Géoportail homepage > Géoportail and 3D > Interview with Patrick Leboeuf
Géoportail and 3D
- Géoportail and 3D
- Interview with Patrick Leboeuf
- Géoportail: start browsing in 3D
Interview with Patrick Leboeuf
Online information-service manager at the French National Geographical Institute and coordinator of the Géoportail program.
What extras does land relief bring to internet users?
Patrick Leboeuf :
Patrick Leboeuf: The main advantage offered by 3D is that it makes it easier to read and understand the terrain. Interpreting an aerial photograph or a map is no simple matter: maps portray relief with contour lines that join up all the points of the same altitude. They have been the despair of countless generations of schoolchildren who just couldn’t understand how it worked. As a professional, I can see contour lines and imagine what the land actually looks like because that’s my job. But for most people, they just make the map harder to grasp. 3D means we can forget about contour lines and immediately understand the terrain: I can see straightaway if my village is at the top of a mountain or the bottom of a valley. A practical example of the uses of 3D is when you’re planning a hike: for instance, if I want to walk the GR20 in Corsica, with 3D I can see straightaway if it’s going to be very hilly or not.
Multiple uses
Who else is 3D useful for apart from ramblers?

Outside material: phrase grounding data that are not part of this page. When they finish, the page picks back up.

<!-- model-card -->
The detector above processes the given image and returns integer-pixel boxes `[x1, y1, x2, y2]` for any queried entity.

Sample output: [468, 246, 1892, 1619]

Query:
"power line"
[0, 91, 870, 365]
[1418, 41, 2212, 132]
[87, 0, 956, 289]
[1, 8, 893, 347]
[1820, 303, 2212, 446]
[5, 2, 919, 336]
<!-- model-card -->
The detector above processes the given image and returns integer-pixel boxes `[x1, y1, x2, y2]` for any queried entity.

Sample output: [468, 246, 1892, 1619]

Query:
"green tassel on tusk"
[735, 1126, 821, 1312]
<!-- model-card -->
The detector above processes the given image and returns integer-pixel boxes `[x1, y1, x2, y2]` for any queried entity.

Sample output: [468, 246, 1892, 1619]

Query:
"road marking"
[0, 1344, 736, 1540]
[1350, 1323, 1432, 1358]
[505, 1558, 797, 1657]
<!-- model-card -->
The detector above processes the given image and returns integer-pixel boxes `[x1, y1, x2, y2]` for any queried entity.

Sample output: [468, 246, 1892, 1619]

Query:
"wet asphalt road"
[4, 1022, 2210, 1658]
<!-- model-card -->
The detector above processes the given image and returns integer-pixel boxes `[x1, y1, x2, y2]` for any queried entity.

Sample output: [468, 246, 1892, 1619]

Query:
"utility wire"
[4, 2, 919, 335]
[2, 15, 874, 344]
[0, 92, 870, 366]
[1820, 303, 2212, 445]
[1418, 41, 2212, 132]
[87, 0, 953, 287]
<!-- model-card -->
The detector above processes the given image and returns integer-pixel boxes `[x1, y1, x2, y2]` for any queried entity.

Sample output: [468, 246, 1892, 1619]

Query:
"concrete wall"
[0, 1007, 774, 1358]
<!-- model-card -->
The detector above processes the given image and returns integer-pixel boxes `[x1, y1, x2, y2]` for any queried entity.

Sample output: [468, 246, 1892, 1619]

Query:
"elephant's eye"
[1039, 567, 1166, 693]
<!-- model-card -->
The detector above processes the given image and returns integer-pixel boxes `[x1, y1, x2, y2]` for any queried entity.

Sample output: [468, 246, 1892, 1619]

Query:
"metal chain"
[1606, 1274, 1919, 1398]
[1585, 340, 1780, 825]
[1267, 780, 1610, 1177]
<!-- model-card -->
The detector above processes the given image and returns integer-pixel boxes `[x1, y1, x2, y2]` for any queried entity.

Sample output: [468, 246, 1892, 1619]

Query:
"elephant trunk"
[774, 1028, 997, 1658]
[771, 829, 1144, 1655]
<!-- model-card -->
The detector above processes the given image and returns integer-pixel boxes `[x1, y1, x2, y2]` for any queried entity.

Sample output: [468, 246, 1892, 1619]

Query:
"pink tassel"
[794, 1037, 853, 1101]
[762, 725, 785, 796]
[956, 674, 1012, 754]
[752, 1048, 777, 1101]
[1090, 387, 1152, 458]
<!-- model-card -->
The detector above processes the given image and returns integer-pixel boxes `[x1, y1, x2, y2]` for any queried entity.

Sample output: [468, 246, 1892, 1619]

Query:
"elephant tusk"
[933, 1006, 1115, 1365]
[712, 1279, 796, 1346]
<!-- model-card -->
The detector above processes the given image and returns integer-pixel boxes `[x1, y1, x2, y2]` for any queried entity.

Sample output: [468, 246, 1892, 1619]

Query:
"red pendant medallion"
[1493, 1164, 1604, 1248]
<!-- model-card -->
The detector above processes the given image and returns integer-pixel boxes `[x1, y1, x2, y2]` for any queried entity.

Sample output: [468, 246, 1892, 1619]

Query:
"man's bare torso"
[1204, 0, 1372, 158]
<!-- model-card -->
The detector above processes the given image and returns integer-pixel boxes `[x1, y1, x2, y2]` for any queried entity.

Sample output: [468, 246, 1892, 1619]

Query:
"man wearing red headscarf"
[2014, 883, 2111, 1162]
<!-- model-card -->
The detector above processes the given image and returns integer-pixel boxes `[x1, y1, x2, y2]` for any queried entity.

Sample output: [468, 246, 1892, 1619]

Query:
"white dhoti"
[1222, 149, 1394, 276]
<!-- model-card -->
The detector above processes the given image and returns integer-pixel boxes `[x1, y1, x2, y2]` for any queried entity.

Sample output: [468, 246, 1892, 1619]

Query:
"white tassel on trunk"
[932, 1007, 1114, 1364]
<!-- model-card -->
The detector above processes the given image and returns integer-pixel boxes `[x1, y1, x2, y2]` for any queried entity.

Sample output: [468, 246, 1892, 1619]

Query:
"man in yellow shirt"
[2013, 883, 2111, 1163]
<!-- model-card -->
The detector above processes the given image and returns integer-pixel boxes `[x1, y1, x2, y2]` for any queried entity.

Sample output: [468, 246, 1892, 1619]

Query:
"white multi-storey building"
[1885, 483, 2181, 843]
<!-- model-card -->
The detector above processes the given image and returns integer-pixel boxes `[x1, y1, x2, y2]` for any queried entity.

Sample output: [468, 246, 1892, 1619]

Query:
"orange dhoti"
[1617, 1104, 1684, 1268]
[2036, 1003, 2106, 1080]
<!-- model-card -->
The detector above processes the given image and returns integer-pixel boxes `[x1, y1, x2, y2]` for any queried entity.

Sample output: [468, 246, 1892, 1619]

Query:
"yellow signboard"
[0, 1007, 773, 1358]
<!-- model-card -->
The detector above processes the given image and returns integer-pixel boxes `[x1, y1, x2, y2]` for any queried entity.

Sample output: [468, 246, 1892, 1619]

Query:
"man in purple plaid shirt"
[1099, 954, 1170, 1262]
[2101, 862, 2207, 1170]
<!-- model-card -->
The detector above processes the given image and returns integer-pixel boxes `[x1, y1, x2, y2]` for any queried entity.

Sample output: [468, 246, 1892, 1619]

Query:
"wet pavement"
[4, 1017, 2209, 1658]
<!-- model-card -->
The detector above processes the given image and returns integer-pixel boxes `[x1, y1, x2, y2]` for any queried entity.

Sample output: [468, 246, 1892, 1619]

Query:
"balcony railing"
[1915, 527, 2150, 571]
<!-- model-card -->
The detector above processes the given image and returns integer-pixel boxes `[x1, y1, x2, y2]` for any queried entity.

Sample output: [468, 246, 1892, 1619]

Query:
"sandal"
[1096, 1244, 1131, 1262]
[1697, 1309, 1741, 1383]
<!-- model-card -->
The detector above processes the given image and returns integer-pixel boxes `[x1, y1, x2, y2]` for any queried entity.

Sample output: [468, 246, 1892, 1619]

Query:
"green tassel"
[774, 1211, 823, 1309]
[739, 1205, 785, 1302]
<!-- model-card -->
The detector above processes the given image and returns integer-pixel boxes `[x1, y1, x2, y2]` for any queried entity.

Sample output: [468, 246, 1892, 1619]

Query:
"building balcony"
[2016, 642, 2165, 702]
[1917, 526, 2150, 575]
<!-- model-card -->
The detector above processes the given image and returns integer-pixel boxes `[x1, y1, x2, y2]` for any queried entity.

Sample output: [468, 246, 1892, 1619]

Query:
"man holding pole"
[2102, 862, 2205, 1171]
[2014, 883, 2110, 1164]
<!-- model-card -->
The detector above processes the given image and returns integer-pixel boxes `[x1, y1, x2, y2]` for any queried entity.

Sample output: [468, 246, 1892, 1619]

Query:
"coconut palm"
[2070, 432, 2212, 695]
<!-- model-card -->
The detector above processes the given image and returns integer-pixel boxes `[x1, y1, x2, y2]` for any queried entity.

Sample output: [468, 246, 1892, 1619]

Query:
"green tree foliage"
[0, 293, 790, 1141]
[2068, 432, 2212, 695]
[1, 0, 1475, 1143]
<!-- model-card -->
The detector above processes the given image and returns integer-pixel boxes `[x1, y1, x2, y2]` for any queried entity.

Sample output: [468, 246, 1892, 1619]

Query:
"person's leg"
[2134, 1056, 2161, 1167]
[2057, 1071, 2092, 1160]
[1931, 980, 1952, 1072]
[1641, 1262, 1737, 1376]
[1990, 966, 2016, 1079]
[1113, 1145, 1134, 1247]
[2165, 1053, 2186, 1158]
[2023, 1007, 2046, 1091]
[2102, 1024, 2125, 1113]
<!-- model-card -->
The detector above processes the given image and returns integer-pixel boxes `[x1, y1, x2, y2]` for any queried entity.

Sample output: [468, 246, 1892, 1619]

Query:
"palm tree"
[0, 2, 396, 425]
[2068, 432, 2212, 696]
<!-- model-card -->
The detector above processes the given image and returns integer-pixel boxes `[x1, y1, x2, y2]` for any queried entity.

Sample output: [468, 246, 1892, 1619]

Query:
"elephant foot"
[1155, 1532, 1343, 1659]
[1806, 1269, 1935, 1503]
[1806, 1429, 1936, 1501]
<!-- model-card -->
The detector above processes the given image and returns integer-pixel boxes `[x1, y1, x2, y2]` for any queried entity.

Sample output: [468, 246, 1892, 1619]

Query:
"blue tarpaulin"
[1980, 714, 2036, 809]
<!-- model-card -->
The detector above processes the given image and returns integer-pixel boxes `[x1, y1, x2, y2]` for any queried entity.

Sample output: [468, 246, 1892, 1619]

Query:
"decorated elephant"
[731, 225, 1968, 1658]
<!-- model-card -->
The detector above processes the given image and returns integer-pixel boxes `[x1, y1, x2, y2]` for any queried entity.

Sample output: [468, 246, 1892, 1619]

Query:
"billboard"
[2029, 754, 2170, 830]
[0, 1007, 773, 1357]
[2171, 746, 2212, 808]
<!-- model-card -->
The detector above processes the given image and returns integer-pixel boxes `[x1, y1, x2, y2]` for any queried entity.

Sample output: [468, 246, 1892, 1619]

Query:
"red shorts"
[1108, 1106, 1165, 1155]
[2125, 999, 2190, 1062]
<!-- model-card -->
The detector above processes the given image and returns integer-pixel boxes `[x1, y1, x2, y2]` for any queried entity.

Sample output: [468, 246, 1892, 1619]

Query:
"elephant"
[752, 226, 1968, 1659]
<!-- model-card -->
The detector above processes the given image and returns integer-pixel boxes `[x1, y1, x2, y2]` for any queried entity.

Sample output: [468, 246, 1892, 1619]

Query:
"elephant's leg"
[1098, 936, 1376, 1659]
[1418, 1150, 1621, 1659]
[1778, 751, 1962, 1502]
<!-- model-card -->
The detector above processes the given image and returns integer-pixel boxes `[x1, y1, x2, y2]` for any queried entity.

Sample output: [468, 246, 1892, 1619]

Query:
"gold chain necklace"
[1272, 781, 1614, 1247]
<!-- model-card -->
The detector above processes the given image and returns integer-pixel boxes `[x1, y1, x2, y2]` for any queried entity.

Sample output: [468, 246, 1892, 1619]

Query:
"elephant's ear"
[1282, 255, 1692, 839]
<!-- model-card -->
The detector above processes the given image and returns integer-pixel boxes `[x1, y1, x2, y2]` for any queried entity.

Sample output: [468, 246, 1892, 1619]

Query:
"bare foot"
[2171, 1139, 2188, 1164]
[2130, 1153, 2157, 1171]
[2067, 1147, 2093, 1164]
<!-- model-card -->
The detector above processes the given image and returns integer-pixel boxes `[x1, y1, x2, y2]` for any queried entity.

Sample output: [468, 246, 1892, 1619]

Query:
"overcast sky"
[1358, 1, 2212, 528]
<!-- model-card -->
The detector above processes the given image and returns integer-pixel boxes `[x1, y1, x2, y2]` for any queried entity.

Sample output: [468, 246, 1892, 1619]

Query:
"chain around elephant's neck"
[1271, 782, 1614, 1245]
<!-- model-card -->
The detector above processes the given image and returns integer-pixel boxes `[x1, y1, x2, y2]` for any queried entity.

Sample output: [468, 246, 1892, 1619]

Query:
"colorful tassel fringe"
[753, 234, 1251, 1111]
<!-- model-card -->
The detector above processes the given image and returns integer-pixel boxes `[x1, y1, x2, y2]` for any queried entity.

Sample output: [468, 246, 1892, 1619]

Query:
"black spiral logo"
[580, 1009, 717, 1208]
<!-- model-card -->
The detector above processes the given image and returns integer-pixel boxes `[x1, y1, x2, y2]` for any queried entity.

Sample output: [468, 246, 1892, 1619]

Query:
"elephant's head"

PL :Town planners. If you’re a mayor, you have to find sites to build on in your commune and alter your development plan accordingly - all of which is made a lot easier if you have a global 3D vision of the area, no matter how well you know the surroundings. All sorts of zoning regulations involve relief: for instance, avalanche zones, flood zones and animal conservation areas. By cross-referencing all this information on Géoportail, a mayor can see what’s left, where he or she is free to act and can allow the commune to develop..
Couldn’t the same thing be done with an up-to-date town plan?
PL : That’s how it was done until now! But it required excellent knowledge of the local surroundings and a whole team of people to get the preliminary work done. We managed without 3D before and of course we could manage without it now. But it’s still a useful extra all the same. We didn’t need mobile phones before either, but that doesn’t stop them from being extremely handy!
A snapshot of the country’s urbanisation
In the July-August 2007 edition of IGN Magazine you said that “Géoportail gives an alarming picture of how our land is becoming increasingly urbanised”. Don’t aerial photos provide enough information? How does Géoportail make us more aware of this phenomenon?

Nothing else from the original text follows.